The Kia EV9 has arrived, pushing the Korean brand further into premium territory. We like the EV6, a very competent operator, so is Kia’s biggest EV even better?
What’s the price of the Kia EV9?
The electric seven seater starts at $105,990 for the RWD Light, while this model you see here is the AWD GT Line, all $134,990 of it.
The RWD model uses a 76kWh battery, Kia stating a WLTP range figure of up to 443km. Its single motor makes 160kW and 350Nm, and that means it takes 8.3sec to hit 100km/h.
The AWD models get a bigger 99.8kWh battery, with range quoted as between 492km and 505km, depending on model. With two motors, total output is 282kW and 700Nm, which sees the 0-100km/h time fall to six seconds. That’s pretty quick for something that in top spec weighs in at a claimed 2624kg. The AWD model can tow up 2500kg braked (though expect the drive range to reduce significantly), and along with the five year/150,000km vehicle warranty, the battery is covered for eight year/160,000km,
How big is the Kia EV9?
It’s mammoth, 5.1m long, almost 2m wide and 1.8m tall. It makes the firm’s other seven seater SUV, the Sorento, seem small when parked next to it. Kia’s styling takes a bold new leap with the EV9, there’s nothing quite like this on the road at present. So if presence is what you are after, this delivers just that.
Don’t need such a large Kia SUV? Try the EV6, read our comparison review here
What about the real world range of the EV9?

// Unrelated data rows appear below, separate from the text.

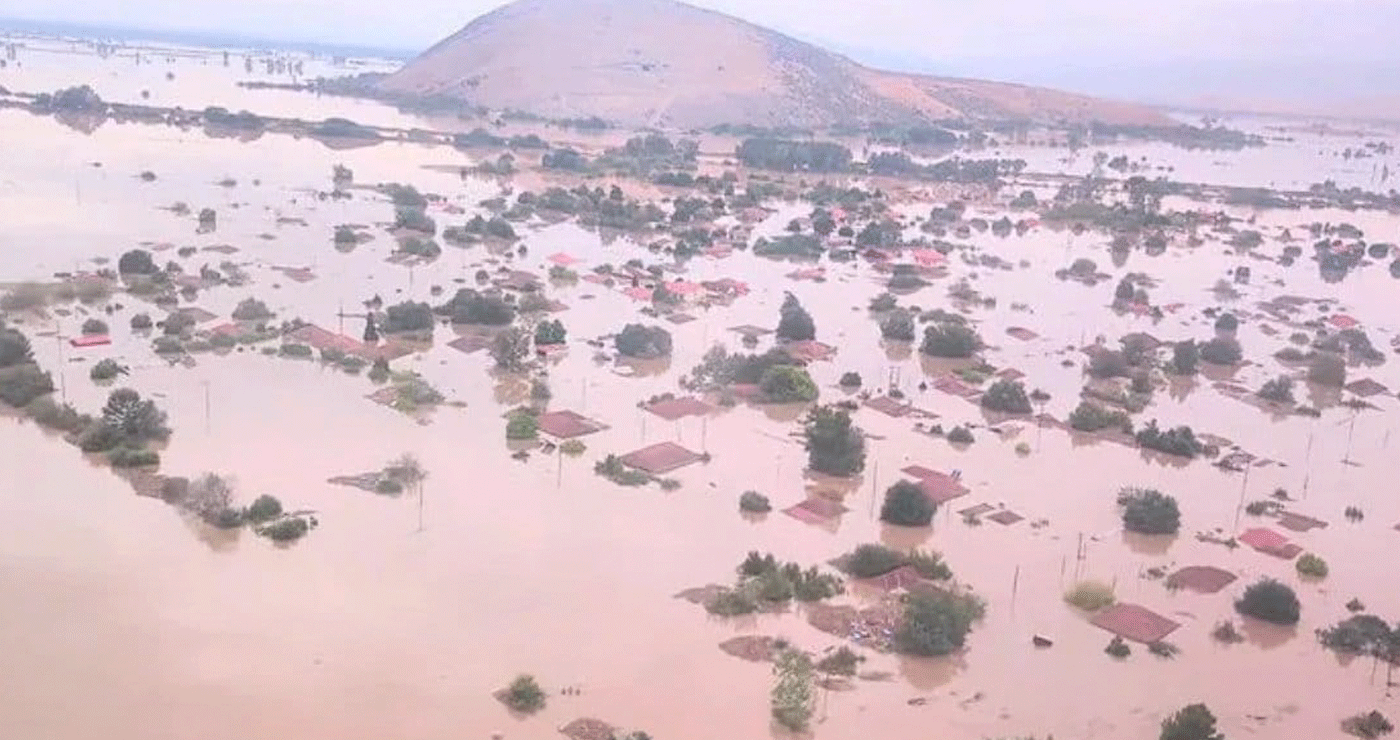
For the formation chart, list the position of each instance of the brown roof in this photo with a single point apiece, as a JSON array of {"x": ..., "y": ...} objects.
[
  {"x": 1200, "y": 578},
  {"x": 1298, "y": 522},
  {"x": 1136, "y": 623},
  {"x": 1005, "y": 516},
  {"x": 816, "y": 511},
  {"x": 567, "y": 424},
  {"x": 1365, "y": 388},
  {"x": 661, "y": 458},
  {"x": 889, "y": 406},
  {"x": 938, "y": 487},
  {"x": 899, "y": 578},
  {"x": 675, "y": 409}
]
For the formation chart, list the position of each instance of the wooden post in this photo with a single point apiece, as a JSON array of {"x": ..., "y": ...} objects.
[{"x": 1015, "y": 585}]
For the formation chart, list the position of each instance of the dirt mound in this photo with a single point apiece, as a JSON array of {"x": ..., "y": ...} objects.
[{"x": 665, "y": 63}]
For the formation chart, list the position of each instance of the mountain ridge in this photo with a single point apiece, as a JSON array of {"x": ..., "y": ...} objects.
[{"x": 664, "y": 63}]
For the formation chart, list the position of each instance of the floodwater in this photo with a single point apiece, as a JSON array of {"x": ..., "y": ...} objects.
[{"x": 398, "y": 617}]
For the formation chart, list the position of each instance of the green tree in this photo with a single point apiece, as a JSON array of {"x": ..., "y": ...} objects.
[
  {"x": 137, "y": 262},
  {"x": 135, "y": 417},
  {"x": 1271, "y": 602},
  {"x": 794, "y": 322},
  {"x": 1007, "y": 396},
  {"x": 14, "y": 347},
  {"x": 907, "y": 505},
  {"x": 793, "y": 697},
  {"x": 1193, "y": 722},
  {"x": 408, "y": 316},
  {"x": 1185, "y": 357},
  {"x": 835, "y": 445},
  {"x": 550, "y": 332},
  {"x": 787, "y": 383},
  {"x": 937, "y": 623},
  {"x": 1150, "y": 512},
  {"x": 510, "y": 349},
  {"x": 951, "y": 339},
  {"x": 898, "y": 326},
  {"x": 643, "y": 342}
]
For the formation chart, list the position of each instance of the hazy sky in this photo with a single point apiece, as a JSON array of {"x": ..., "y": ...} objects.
[
  {"x": 924, "y": 28},
  {"x": 1178, "y": 49}
]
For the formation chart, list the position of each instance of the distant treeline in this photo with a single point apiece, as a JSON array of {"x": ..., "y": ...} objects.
[{"x": 790, "y": 155}]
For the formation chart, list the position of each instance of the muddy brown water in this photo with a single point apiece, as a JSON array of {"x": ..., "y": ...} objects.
[{"x": 375, "y": 627}]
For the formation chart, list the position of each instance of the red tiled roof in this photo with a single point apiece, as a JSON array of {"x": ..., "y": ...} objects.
[
  {"x": 1134, "y": 623},
  {"x": 661, "y": 458},
  {"x": 567, "y": 424}
]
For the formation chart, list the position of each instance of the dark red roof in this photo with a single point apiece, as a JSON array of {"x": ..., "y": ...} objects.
[
  {"x": 661, "y": 458},
  {"x": 1200, "y": 578},
  {"x": 567, "y": 424},
  {"x": 675, "y": 409},
  {"x": 90, "y": 340},
  {"x": 1136, "y": 623}
]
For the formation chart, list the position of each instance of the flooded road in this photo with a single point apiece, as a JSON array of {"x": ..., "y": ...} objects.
[{"x": 399, "y": 616}]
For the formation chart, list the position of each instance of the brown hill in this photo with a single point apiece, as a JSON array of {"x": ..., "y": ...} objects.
[{"x": 669, "y": 65}]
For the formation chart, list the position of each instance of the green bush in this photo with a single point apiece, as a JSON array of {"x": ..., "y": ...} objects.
[
  {"x": 937, "y": 623},
  {"x": 48, "y": 413},
  {"x": 1368, "y": 725},
  {"x": 522, "y": 425},
  {"x": 613, "y": 469},
  {"x": 898, "y": 326},
  {"x": 1271, "y": 602},
  {"x": 107, "y": 370},
  {"x": 1221, "y": 351},
  {"x": 1327, "y": 370},
  {"x": 125, "y": 456},
  {"x": 1091, "y": 595},
  {"x": 1193, "y": 722},
  {"x": 14, "y": 347},
  {"x": 1179, "y": 441},
  {"x": 643, "y": 342},
  {"x": 286, "y": 530},
  {"x": 951, "y": 339},
  {"x": 1089, "y": 417},
  {"x": 1312, "y": 565},
  {"x": 787, "y": 383},
  {"x": 874, "y": 560},
  {"x": 408, "y": 316},
  {"x": 884, "y": 302},
  {"x": 1360, "y": 634},
  {"x": 479, "y": 308},
  {"x": 1185, "y": 358},
  {"x": 930, "y": 565},
  {"x": 20, "y": 385},
  {"x": 100, "y": 437},
  {"x": 137, "y": 262},
  {"x": 755, "y": 502},
  {"x": 252, "y": 309},
  {"x": 550, "y": 332},
  {"x": 1278, "y": 390},
  {"x": 136, "y": 418},
  {"x": 732, "y": 603},
  {"x": 835, "y": 445},
  {"x": 1007, "y": 396},
  {"x": 907, "y": 505},
  {"x": 265, "y": 508},
  {"x": 1148, "y": 511}
]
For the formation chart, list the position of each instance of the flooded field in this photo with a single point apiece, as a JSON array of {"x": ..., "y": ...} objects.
[{"x": 399, "y": 616}]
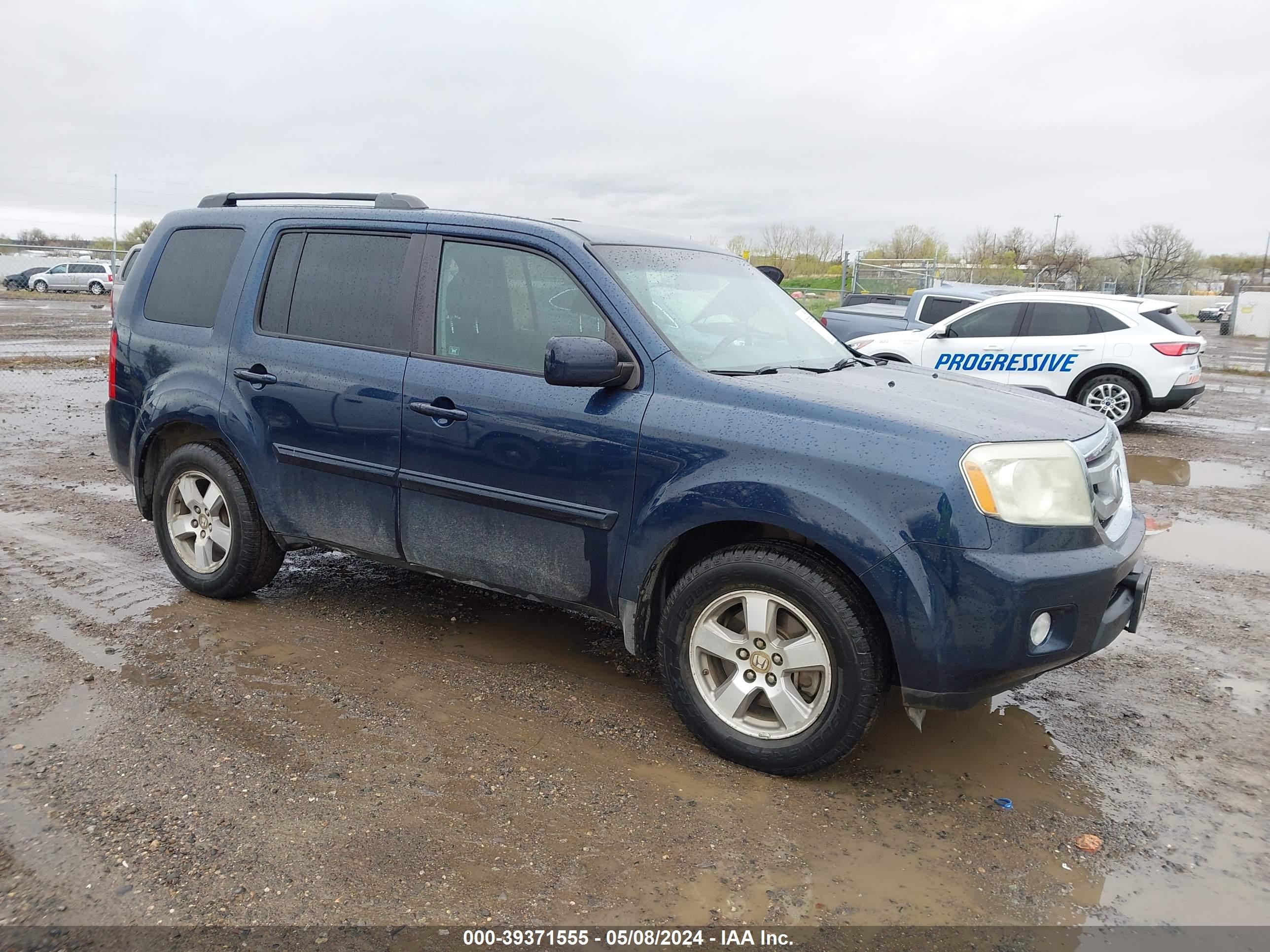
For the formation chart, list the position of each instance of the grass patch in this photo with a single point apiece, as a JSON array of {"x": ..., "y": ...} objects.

Hard to say really as we had just a brief encounter with the EV9 over a couple of days. We’ll get it back later for the full test. Fully charged it had 519km to empty displaying when we picked it up. And that should be plenty for most buyers. But being so large, and heavy, it can chew through the energy, the average consumption figure on the trip computer registering between 23kWh/100km (sedate urban ramblings) and 26kWh/100km (the highway figure). It rose up to 30kWh/100km during more rigorous driving.
The big battery will likely necessitate a wall box for home charging, the fastest AC rate being 11kW and taking a stated nine hours from 10-100 per cent. The AWD models can handle up to 235kW of DC charge, meaning 10 – 80 per cent in 24mins under optimal conditions. On a 50kW DC charge, that’s more like an hour and a half.
How does it go?
The ride is decent, not overly plush, but refined enough and it’s quiet on the go. With two motors powering you on, even the 2.6 tonne kerb weight does little to curb the EV9’s enthusiasm. There’s always plenty of torque available, this feels effortless everywhere. Yet always smooth, the tuning of the power delivery refined. The steering, while light, is a tad slow with 2.9 twirls between the stops. And that long wheelbase doesn’t lend itself to an easy turn around, the turning circle measuring 12.4m.
Kia always gives you a multitude of options for energy regeneration from fully off to a one pedal mode. We like that you can hold the left paddle and it’ll initiate max regen, the retardation coming in smoothly but strongly, and bringing you to the smoothest of halts.
Big and practical?
While it’s big, it doesn’t range too high off the deck, so the seat height is conducive to human loading, you literally slide on in while there is virtually no sill to negotiate, the doors opening out wide. And it’s not such a climb for wee folk, this being an urban centric SUV.
There’s oodles of room in the second row, a flat floor giving the middle passenger ample space for lower limbs, though the squab is firm there.
Access to the back row is grand, the middle seats sliding and tilting quickly and smoothly with just a touch of a button. In the rear, the space is good for kids and while adults do okay for headroom, the second row needs to slide forward to give them a semblance of leg room.
On boot space, the EV9 has plenty of that too. The third row sinks into the floor easily when not required, the boot being wide and long, although height is somewhat limited. While there is no spare underneath, there is space for the charging cables.
The cabin has a premium feel to it, the plastics top notch, and most with ‘eco’ credentials; recycled this and bio-based that. There is the usual twin touchscreen set up, the driver display clear though non configurable, keeping tabs on the DTE, the safety systems and speed (both yours and the prescribed limit). Buttons have been kept to a minimum with a few to quickly adjust the ventilation and audio volume, and some more on the wheel for the usual stuff. The rest is in the touchscreen area, which is all rather straightforward in that home screen and sub-menu manner.
The EV9 is a unique proposition, being there is little choice in the seven-seat, full-size, fully-electric SUV space, the other being the M-B EQS, starting at $196k. You can no longer get the Model X here. The EV9’s presence is immense, it’s spacious and practical and a refined drive, while the towing capability might appeal too. If you’re not convinced that bigger is better, or don’t have the need for so many seats, Kia’s EV6 will be the better fit however.